At least one in three people on this planet lacks access to a toilet or other facility that safely manages human waste. Nearly one in seven practices “open defecation.” Access to improved sanitation was one of the most off-track goals of the Millennium Development Goals, a set of targets designed to lift people out of poverty that governments agreed to back in 2000, and which expire this year. This is all a polite way of saying that billions of people around the world are exposed to human feces – theirs or someone else’s – on a daily basis.
This isn’t just gross – it’s an issue of human rights. Open defecation doesn’t only spread disease, it can also expose women and girls to harassment and gender-based violence and – as women often go out later at night and walk further away – even to animal attack.
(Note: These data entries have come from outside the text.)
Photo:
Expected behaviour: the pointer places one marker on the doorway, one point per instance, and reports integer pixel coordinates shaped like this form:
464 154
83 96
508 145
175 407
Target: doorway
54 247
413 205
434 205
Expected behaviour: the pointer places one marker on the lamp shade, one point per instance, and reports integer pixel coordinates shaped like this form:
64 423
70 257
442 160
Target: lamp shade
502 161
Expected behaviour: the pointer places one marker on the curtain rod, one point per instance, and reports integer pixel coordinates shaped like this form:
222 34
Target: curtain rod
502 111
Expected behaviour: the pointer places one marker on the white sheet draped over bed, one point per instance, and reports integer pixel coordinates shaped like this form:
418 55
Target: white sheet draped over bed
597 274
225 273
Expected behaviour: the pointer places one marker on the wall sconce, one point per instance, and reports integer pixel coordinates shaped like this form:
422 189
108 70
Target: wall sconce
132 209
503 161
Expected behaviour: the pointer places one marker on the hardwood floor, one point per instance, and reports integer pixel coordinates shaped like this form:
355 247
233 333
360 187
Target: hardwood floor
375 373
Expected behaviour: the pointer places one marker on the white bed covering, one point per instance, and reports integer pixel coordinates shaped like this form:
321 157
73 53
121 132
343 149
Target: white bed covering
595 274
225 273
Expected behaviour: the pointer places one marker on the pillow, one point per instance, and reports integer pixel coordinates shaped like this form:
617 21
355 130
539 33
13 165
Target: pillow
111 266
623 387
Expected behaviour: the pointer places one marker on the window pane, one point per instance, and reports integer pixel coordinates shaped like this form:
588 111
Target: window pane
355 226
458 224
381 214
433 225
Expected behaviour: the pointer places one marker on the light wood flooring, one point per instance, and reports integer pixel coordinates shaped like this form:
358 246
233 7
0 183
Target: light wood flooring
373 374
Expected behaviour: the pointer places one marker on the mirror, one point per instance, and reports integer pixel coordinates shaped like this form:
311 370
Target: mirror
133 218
It’s been linked to stunting and malnutrition in children. And, girls who can’t safely use a toilet or latrine also can’t manage their menstruation with dignity – creating an obstacle to their education for several days every month. Poor sanitation and wastewater management make access to clean drinking water more challenging to attain, as human waste contaminates water sources.
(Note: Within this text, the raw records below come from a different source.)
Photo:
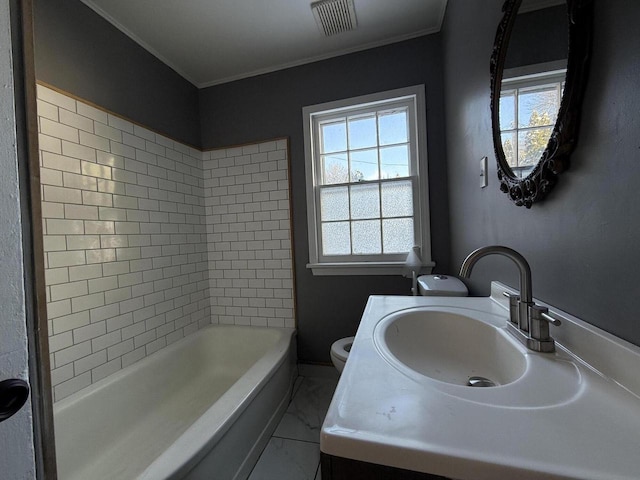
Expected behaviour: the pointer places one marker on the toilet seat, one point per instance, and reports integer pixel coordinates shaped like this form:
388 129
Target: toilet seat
340 348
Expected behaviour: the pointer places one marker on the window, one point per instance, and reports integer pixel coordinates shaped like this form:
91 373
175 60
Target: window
528 110
366 183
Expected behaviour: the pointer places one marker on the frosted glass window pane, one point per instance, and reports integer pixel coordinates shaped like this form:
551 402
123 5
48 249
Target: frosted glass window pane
397 235
362 132
394 161
507 112
365 201
537 108
531 144
366 237
336 238
397 199
334 204
334 137
335 168
393 127
364 165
Five years ago, the United Nations General Assembly recognized that water and sanitation are a fundamental human right. In a new resolution passed today, the world body took a significant step towards addressing the challenges related to sanitation. It recognized that water and sanitation are each human rights, interrelated but independent. The General Assembly also expressed concern about the impact water and sanitation has on women and girls and the advancement of gender equality.
It didn’t stop there. The General Assembly also provided guidance to countries about their obligations by defining the right to sanitation – that it entitles everyone, without discrimination, to have physical and affordable access to sanitation in all spheres of life that is safe, hygienic, secure, and socially and culturally acceptable. It should also provide privacy and ensure dignity.
Now, as governments work towards a new set of goals, called the 2030 Agenda, the resolution gives people the world over a new tool for demanding dignity and the chance to just use a bathroom in security and safety. That means with less chance of illness, death, harassment, or violence. It doesn’t seem like too much to ask, but has been out of reach for far too people many for far too long.